When I visit my mother's memorial at Springvale Botanical Cemetery, evidence of other family and friends greets me, and I realise how many others miss her too, by the number of tributes they leave behind. Her favourite flowers, gifted straight from the garden of a friend, sit alongside the traditional Greek lamp within the monument's tribute box. The oil is kept topped up by her stream of visitors, burning in continuous vigil like the one she always kept alight at home. My daughter’s tiny clay pot, specially designed to fit her grandmother’s bingo coins, sits amidst the tribute box offerings of love.
Her memorial has become a focal point to translate our memories of her into a tangible form with items that brought her joy or were part of a simple daily ritual she held dear. These are physical reminders of a unique individual who cultivated endless moments, now memories, within the tight circle of family and friends she loved and who loved her in return.

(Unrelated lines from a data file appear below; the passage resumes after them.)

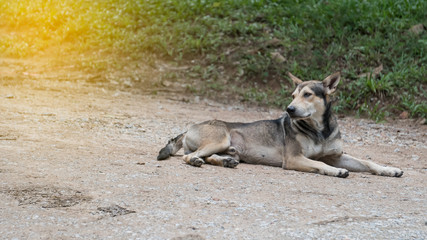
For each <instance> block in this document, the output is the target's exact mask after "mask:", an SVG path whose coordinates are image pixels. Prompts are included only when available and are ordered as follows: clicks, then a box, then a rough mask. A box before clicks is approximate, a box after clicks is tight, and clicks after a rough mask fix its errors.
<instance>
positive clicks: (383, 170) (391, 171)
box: [376, 167, 403, 177]
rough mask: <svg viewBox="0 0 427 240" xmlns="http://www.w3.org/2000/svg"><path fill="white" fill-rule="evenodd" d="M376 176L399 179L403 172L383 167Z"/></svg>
mask: <svg viewBox="0 0 427 240" xmlns="http://www.w3.org/2000/svg"><path fill="white" fill-rule="evenodd" d="M376 174H377V175H381V176H388V177H401V176H402V175H403V171H402V170H400V169H399V168H395V167H383V168H382V169H381V170H379V171H378V172H377V173H376Z"/></svg>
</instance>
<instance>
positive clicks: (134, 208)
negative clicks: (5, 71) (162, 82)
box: [0, 69, 427, 239]
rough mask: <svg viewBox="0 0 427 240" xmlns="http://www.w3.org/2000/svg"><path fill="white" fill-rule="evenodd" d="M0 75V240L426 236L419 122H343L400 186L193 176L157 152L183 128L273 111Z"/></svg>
mask: <svg viewBox="0 0 427 240" xmlns="http://www.w3.org/2000/svg"><path fill="white" fill-rule="evenodd" d="M0 70H1V69H0ZM4 79H6V78H3V82H2V83H1V84H0V112H1V114H0V179H1V183H0V184H1V185H0V238H1V239H427V198H426V195H427V185H426V182H427V181H426V180H427V177H426V176H427V161H426V156H427V127H426V125H420V124H418V123H416V122H414V121H413V120H400V121H394V122H392V123H386V124H376V123H373V122H372V121H369V120H361V119H354V118H351V117H348V118H347V117H346V118H340V119H339V123H340V125H341V131H342V135H343V138H344V142H345V149H346V152H347V153H350V154H352V155H355V156H357V157H360V158H364V159H372V160H374V161H376V162H378V163H380V164H383V165H390V166H395V167H399V168H401V169H402V170H403V171H404V172H405V173H404V175H403V176H402V177H401V178H391V177H381V176H374V175H370V174H366V173H351V174H350V176H349V177H348V178H346V179H341V178H334V177H327V176H322V175H317V174H309V173H301V172H295V171H285V170H283V169H281V168H274V167H266V166H256V165H248V164H240V165H238V166H237V168H235V169H227V168H222V167H216V166H211V165H203V166H202V167H201V168H195V167H191V166H188V165H186V164H184V163H183V161H182V160H181V158H180V157H179V156H178V157H173V158H171V159H170V160H167V161H156V156H157V153H158V151H159V150H160V148H161V147H163V146H164V144H165V143H166V142H167V140H168V139H169V138H171V137H174V136H176V135H177V134H179V133H181V132H183V131H185V130H186V128H187V127H188V126H189V125H190V124H192V123H196V122H200V121H204V120H207V119H215V118H216V119H222V120H227V121H244V122H246V121H253V120H259V119H272V118H277V117H279V116H280V115H281V111H279V110H267V109H262V108H255V107H246V106H243V105H234V106H227V105H222V104H219V103H217V102H214V101H211V100H205V99H203V98H200V97H192V96H184V95H179V94H172V93H161V92H160V93H159V94H158V95H147V94H141V93H138V92H129V91H119V90H114V88H105V87H103V86H97V85H94V84H90V83H87V82H86V81H64V80H61V81H54V80H49V81H36V80H26V81H23V82H22V83H20V84H10V82H8V81H5V80H4ZM181 154H182V153H181Z"/></svg>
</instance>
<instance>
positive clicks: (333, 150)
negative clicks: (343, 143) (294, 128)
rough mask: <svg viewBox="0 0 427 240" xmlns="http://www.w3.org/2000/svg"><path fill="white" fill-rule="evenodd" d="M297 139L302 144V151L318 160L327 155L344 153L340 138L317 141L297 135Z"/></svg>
mask: <svg viewBox="0 0 427 240" xmlns="http://www.w3.org/2000/svg"><path fill="white" fill-rule="evenodd" d="M297 141H298V142H299V143H300V144H301V148H302V153H303V155H304V156H306V157H307V158H310V159H314V160H317V159H319V158H322V157H325V156H336V155H337V156H338V155H341V154H342V144H341V141H340V140H338V139H337V140H332V141H323V142H315V141H313V140H312V139H310V138H308V137H305V136H297Z"/></svg>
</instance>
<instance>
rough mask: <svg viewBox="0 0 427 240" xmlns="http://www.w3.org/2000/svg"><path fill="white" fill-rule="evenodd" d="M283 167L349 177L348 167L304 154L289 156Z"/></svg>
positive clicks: (289, 168)
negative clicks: (337, 167) (342, 166)
mask: <svg viewBox="0 0 427 240" xmlns="http://www.w3.org/2000/svg"><path fill="white" fill-rule="evenodd" d="M283 167H284V168H285V169H289V170H296V171H301V172H314V173H319V174H324V175H328V176H334V177H342V178H346V177H348V171H347V170H346V169H342V168H336V167H332V166H329V165H327V164H325V163H323V162H319V161H314V160H311V159H309V158H306V157H305V156H304V155H302V154H300V155H297V156H292V157H288V158H287V159H286V161H285V165H284V166H283Z"/></svg>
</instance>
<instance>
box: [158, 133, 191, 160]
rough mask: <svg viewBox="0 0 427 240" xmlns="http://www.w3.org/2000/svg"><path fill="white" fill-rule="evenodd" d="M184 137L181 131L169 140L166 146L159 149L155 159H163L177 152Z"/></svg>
mask: <svg viewBox="0 0 427 240" xmlns="http://www.w3.org/2000/svg"><path fill="white" fill-rule="evenodd" d="M184 137H185V133H181V134H180V135H178V136H176V137H174V138H172V139H171V140H169V141H168V143H167V144H166V146H165V147H163V148H162V149H161V150H160V151H159V155H158V156H157V160H165V159H167V158H169V157H170V156H172V155H174V154H175V153H177V152H178V151H179V149H181V148H182V140H183V139H184Z"/></svg>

Our attempts to generate presence in the face of my mother’s absence is not unusual. Honouring the unique lives of our loved ones is a key part of the grieving process and often takes the form of creating physical reminders of them. I’ve noted many personal tributes left at memorials. These items embody specific moments and pleasures, pursuits and personality traits of loved ones that are still keenly felt by those who once shared a common ground with them and are looking to find ways to bridge the gap left by their passing.
For some, this can mean creating a monument or an inscription that illustrate the personality of their loved ones for future generations to connect with. Some will compress a portion of their loved one’s ashes into a diamond they can wear and keep close. For others, it can be the simplest of acts, like eating a favourite sweet treat at their graveside.
Whatever our differences in terms of the array of tributes we leave behind, we are united as humans in that we all experience death and loss at some point in our lives and we will each in our own way, grieve. The poet Henry Wadsworth Longfellow understood the need to keep memories alive and once said, “The heart, like the mind, has a memory. And in it are kept the most precious keepsakes.” Memorials and tributes are an outward representation of the keepsakes in our hearts and I’m learning how important having a memorial to visit and place tributes on is for the healing process of those left behind. They provide a central point where we can feel unified in our loss.
For my part, I feel a sense of connection and gain a great deal of comfort knowing there is a collective of people caring for my mother. The relationship we had with her is still there even if she isn’t. We will move through this time of grief together, peppered by the moments we can no longer share with her, but unified nonetheless. Which is exactly what she would have wanted.